Steelers' Ward eager to expand playbook
By Scott Brown
Thursday, May 31, 2007
This time of year is as good as any for NFL teams to tinker, which might explain tight end Heath Miller's lining up as a wideout and Hines Ward's lining up as a slot receiver.
But such a formation represents more than experimentation during the organized team activity practices that the Steelers have been holding at their South Side facility.
As Ward said, it is part of the offense the Steelers plan to use next season -- and part of the premise that if they spread the field, their receivers will get a favorable matchup that quarterback Ben Roethlisberger can exploit.
"We're putting in the foundation of working on it now and getting a feel, getting a rhythm," Ward said Wednesday after a voluntary practice. "As training camp comes, we'll be hitting on all cylinders as far as the hurry-up offense and the no-huddle. There's no question we're going to use it. It's going to be a focal part of our packages.
"It feels comfortable, and (Roethlisberger) likes it. The more and more a quarterback feels comfortable with it, the more and more we're going to run it."
Ward certainly isn't raising any objections to the new offense, even though it will mean extra playbook study for the four-time Pro Bowler since he will move around more than in past seasons.
Ward is particularly excited about the opportunity to line up as a slot receiver, particularly when the Steelers spread the field and are in no-huddle mode. The nine-year veteran said it will make him much harder to defend than when he is on the outside and opposing teams have the option of giving their cornerback help from a safety.
"Me playing slot a lot more takes the double-team off me," said Ward, who is poised to break John Stallworth's team record for career receiving yards this season. "When you know where I'm at all the time as far as being on the outside, you can play Cover 2 to Hines all of the time. Now, Hines can play outside, inside, line up in the backfield, move around to a lot of positions. It's going to give me a lot more opportunities, but it should help open up a lot of things for other guys."

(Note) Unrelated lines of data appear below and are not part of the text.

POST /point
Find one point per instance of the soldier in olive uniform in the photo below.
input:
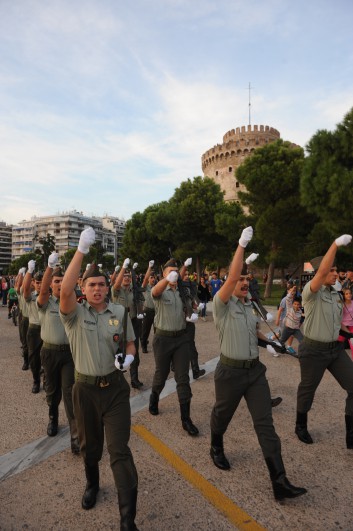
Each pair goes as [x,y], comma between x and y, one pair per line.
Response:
[148,307]
[100,393]
[23,320]
[170,344]
[239,373]
[122,293]
[55,353]
[320,349]
[34,340]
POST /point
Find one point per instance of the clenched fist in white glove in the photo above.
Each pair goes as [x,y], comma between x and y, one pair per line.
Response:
[345,239]
[87,237]
[31,266]
[172,277]
[53,260]
[129,358]
[193,318]
[250,259]
[246,236]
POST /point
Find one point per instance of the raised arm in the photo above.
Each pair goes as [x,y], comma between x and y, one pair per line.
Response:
[236,266]
[67,293]
[327,262]
[148,273]
[44,293]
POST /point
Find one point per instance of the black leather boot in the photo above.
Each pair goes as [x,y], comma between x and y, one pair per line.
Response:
[153,406]
[52,428]
[196,371]
[349,431]
[217,452]
[281,487]
[127,508]
[186,420]
[92,486]
[301,428]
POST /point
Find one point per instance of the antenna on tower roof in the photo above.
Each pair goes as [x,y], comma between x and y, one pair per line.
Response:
[249,89]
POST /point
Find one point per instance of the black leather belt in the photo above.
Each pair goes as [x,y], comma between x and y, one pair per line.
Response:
[169,333]
[99,381]
[50,346]
[320,345]
[239,364]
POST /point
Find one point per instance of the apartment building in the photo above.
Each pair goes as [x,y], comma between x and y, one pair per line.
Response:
[66,227]
[5,246]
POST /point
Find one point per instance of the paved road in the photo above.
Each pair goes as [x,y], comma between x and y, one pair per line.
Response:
[41,482]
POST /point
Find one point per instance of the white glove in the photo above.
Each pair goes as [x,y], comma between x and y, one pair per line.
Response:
[271,350]
[193,318]
[129,358]
[53,260]
[250,259]
[246,236]
[345,239]
[88,236]
[172,277]
[31,266]
[269,317]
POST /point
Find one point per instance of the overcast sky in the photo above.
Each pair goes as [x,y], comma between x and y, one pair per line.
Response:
[106,106]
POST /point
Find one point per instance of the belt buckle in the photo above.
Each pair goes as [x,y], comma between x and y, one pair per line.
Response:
[103,382]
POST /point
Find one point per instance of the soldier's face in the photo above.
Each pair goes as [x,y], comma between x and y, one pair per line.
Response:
[96,290]
[56,286]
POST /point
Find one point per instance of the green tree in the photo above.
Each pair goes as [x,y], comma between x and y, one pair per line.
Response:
[272,179]
[326,183]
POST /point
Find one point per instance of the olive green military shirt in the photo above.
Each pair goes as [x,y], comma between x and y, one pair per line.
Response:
[125,297]
[94,337]
[323,313]
[170,314]
[32,308]
[148,298]
[52,329]
[236,324]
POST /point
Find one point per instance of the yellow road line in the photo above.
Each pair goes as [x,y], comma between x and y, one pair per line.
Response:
[237,516]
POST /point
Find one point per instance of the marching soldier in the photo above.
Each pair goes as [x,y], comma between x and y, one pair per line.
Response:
[240,373]
[34,340]
[124,293]
[170,344]
[55,354]
[100,393]
[148,308]
[320,349]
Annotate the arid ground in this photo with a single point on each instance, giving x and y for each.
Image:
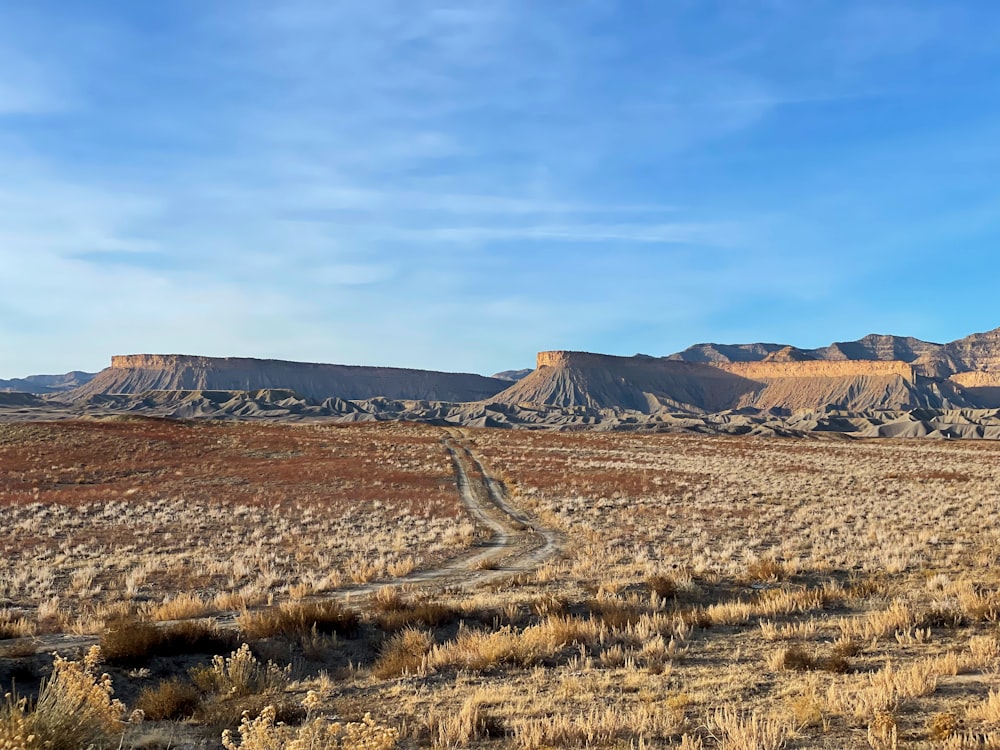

That includes running back Willie Parker.
Ward said a more wide-open offense doesn't mean the Steelers will get away from running the ball. They will, he said, take a more creative approach to moving the ball, and that includes shorter passes that should help make Roethlisberger and the offense more efficient.
The Steelers ranked sixth in the NFL last season in third-down conversions, but Ward said he expects them to improve on their conversion rate of 42.9 percent.
"You pick up 5 yards on every down, and you ought to have success on third-down conversions, and that's what we want, to go get our third-down conversion a little higher, our completion percentage a little higher," said Ward, who had four consecutive 1,000-yard receiving seasons from 2001-04. "You don't have to go deep all of the time. You can have an effective passing game short, nitpick here and there, and then take your shots when the opportunity presents itself."